Sparganii Rhizoma (SR) has demonstrated promising anticancer effects across various malignancies; however, its mechanisms in laryngeal cancer (LC) remain poorly understood. This study employs network pharmacology and molecular docking to investigate the molecular mechanisms underlying SR's therapeutic effects on LC, providing novel insights for its potential use in treatment.

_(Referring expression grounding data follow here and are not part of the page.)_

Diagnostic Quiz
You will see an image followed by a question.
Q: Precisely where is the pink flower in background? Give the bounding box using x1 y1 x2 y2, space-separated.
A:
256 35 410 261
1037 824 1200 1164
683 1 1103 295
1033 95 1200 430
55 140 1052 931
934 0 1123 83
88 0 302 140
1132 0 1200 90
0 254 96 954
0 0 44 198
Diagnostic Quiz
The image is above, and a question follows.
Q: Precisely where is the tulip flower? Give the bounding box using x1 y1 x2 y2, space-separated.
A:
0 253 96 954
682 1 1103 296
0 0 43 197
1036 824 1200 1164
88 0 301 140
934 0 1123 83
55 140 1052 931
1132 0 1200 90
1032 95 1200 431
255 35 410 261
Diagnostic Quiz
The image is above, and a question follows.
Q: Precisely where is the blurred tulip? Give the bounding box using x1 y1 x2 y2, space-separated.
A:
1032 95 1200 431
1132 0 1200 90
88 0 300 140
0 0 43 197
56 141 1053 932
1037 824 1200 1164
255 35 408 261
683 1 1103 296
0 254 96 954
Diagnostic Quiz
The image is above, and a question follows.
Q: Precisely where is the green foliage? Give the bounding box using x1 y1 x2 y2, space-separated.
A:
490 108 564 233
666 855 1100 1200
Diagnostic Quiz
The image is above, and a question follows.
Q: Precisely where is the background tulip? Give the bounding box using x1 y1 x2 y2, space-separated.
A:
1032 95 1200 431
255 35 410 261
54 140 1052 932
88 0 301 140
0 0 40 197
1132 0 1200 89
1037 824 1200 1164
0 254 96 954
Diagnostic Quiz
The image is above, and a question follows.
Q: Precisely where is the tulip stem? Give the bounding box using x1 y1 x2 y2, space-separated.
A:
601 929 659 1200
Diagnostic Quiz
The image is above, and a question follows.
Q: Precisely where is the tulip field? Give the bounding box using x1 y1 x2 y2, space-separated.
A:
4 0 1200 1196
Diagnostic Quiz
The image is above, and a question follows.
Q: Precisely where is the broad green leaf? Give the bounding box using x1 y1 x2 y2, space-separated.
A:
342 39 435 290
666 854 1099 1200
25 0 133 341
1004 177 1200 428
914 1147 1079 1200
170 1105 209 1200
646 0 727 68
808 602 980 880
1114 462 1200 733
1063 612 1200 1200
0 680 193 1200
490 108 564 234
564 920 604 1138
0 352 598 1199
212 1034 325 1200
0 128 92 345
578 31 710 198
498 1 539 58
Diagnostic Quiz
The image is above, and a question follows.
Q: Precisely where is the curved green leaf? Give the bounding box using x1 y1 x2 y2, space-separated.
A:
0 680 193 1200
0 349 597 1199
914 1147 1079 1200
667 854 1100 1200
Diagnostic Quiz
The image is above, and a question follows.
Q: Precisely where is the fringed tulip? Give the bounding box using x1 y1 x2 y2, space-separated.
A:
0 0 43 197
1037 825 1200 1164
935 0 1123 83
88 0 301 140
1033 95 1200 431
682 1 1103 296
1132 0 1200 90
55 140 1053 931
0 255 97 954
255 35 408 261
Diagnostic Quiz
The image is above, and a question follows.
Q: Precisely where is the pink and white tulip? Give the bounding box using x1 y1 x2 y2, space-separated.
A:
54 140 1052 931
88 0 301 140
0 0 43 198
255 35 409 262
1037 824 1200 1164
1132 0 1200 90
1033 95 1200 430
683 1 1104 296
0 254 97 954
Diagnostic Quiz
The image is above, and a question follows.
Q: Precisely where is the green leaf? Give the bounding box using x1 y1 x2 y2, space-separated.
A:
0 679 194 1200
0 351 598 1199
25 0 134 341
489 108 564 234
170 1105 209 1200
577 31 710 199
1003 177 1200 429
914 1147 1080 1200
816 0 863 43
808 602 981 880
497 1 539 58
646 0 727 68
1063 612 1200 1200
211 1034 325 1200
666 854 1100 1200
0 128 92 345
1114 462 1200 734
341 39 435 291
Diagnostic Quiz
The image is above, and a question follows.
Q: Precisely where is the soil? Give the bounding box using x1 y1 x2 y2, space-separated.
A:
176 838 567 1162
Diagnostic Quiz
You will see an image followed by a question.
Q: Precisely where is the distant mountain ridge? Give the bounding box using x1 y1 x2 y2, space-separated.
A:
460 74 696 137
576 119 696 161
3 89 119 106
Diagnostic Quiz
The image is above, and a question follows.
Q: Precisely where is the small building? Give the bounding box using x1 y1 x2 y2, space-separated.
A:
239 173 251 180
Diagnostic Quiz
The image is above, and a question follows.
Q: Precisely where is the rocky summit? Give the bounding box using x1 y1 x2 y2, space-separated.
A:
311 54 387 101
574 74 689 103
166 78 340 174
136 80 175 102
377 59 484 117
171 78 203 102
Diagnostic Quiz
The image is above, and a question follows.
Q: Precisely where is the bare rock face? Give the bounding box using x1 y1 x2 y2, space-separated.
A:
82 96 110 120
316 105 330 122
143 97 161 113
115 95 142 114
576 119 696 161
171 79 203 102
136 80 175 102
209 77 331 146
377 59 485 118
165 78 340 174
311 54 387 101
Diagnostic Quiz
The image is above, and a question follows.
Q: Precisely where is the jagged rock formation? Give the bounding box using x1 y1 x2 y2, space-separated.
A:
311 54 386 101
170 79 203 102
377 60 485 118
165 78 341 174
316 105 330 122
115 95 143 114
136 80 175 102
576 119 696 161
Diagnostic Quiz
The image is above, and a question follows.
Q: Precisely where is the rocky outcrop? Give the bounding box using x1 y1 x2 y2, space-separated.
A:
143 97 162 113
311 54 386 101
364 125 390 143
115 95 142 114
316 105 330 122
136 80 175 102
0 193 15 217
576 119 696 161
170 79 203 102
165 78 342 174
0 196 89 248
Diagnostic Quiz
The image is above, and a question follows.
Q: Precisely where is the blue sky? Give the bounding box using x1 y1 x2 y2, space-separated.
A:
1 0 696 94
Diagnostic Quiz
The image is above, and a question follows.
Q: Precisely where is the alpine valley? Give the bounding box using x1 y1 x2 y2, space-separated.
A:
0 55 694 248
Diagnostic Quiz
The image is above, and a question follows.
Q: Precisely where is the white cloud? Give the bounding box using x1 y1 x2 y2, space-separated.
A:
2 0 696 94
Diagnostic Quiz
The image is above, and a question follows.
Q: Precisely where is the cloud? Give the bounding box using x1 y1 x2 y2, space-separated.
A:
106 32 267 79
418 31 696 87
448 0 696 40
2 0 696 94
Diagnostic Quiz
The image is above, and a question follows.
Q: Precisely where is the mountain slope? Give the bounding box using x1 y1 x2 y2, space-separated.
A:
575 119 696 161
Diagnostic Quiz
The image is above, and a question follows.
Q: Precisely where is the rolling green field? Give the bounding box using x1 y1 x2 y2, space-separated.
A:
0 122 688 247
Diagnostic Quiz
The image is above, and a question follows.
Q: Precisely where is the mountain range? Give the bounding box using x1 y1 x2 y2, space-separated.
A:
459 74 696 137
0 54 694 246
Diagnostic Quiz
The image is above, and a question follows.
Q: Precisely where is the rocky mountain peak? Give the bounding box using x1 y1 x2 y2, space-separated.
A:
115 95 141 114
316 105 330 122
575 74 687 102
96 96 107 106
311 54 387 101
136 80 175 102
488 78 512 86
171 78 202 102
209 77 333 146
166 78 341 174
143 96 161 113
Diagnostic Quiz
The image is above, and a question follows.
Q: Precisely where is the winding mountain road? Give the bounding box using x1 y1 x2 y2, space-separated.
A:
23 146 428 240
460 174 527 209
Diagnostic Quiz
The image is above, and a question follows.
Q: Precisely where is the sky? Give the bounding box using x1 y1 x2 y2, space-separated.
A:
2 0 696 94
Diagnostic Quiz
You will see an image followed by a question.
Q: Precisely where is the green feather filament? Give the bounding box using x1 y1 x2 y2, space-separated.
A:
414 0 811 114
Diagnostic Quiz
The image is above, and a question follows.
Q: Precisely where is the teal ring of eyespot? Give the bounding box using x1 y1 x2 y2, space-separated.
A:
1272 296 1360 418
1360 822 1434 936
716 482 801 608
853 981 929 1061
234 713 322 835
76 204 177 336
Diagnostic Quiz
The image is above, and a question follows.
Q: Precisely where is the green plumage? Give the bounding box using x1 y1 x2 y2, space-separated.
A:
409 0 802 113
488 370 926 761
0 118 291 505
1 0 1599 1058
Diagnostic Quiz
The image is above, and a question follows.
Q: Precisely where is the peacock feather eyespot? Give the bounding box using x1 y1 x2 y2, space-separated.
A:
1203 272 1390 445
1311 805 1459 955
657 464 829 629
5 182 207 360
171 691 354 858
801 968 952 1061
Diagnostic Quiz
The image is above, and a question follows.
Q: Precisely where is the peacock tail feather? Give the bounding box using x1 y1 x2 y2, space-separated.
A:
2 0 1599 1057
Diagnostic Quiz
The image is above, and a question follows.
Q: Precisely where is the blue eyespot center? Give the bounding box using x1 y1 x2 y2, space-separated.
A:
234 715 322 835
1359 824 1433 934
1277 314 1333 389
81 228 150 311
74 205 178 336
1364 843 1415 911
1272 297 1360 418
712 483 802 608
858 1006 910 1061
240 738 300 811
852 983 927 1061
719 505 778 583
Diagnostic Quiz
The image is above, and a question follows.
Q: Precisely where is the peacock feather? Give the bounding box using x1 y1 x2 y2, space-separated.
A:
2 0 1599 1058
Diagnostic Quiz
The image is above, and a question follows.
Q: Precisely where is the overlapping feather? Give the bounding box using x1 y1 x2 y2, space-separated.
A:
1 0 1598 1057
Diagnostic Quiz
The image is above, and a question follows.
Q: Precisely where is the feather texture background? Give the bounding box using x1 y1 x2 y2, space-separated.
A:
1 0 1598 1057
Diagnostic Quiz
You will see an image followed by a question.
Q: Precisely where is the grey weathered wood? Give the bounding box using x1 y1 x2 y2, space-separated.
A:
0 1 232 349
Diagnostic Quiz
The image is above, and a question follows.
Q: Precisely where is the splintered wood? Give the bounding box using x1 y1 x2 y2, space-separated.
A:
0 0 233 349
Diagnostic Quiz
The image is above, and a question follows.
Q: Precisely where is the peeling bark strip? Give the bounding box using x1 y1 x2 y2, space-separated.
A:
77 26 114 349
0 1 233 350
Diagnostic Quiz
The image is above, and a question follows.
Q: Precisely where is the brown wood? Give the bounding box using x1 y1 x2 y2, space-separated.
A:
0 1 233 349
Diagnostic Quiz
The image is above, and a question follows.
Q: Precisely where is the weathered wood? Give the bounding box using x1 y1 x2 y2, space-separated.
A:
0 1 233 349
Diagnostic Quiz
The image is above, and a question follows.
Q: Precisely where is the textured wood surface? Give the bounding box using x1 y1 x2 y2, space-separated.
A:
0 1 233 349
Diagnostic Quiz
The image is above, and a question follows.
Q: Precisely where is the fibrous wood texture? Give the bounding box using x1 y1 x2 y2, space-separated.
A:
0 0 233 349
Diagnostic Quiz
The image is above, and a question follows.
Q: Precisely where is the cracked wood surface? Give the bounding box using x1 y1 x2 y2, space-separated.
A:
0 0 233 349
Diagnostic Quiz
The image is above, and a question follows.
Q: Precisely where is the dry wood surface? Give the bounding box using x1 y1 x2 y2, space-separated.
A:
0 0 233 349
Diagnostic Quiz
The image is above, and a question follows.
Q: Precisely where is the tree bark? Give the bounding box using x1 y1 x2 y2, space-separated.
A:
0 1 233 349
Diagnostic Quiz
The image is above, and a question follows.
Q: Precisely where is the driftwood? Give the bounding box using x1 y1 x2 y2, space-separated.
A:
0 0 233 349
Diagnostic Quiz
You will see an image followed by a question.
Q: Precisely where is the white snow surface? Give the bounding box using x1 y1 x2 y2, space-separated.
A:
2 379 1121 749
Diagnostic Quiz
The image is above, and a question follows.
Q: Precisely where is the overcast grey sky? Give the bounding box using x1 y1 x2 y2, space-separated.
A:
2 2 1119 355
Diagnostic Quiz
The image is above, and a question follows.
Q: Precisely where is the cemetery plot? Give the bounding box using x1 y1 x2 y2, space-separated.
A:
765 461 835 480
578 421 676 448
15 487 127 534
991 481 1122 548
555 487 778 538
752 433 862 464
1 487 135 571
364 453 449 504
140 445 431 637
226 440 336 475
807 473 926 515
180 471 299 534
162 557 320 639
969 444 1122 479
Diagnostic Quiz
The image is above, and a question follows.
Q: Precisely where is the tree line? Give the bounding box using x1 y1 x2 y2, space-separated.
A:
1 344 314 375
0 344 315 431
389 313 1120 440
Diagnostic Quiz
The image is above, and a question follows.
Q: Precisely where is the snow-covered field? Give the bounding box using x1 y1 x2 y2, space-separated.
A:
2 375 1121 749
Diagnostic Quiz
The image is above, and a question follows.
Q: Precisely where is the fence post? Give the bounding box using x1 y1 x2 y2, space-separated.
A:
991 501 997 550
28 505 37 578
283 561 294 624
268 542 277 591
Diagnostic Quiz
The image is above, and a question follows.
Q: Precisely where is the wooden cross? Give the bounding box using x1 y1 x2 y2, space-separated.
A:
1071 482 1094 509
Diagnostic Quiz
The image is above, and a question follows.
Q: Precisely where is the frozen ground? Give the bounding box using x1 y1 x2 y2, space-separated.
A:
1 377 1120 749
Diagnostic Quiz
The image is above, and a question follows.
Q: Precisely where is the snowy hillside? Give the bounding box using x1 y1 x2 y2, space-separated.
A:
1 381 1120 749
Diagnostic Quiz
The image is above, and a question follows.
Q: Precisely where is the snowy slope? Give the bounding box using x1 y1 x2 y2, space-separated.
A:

Active compounds and targets of SR were identified through the TCMSP and Pharmmapper databases, while LC-related targets were sourced from GEO, GeneCards, OMIM, and PharmGkb databases. A Venn diagram generated from these datasets highlighted 58 overlapping targets. The STRING database and Cytoscape 3.9.1 software facilitated the construction of a protein-protein interaction network for these targets, and R language analysis revealed 15 core targets. GO and KEGG enrichment analyses, conducted with the ''clusterProfiler'' package, identified relevant biological processes, cellular components, and molecular functions associated with LC treatment. KEGG analysis suggested SR primarily regulates pathways such as TNF, IL-17, and P53. Molecular docking confirmed SR's ability to bind effectively to the 15 core targets. Molecular dynamics simulations further validated stable protein-ligand interactions for MAPK1, GSK3B, and MAPK14. Core target validation across transcriptional, translational, and immune infiltration levels was performed using GEPIA, HPA, cBioPortal, and TIMER databases. In conclusion, network pharmacology, molecular docking, and dynamics simulations provided insights into SR's mechanism in LC treatment, forming a theoretical basis for further investigation of its therapeutic potential.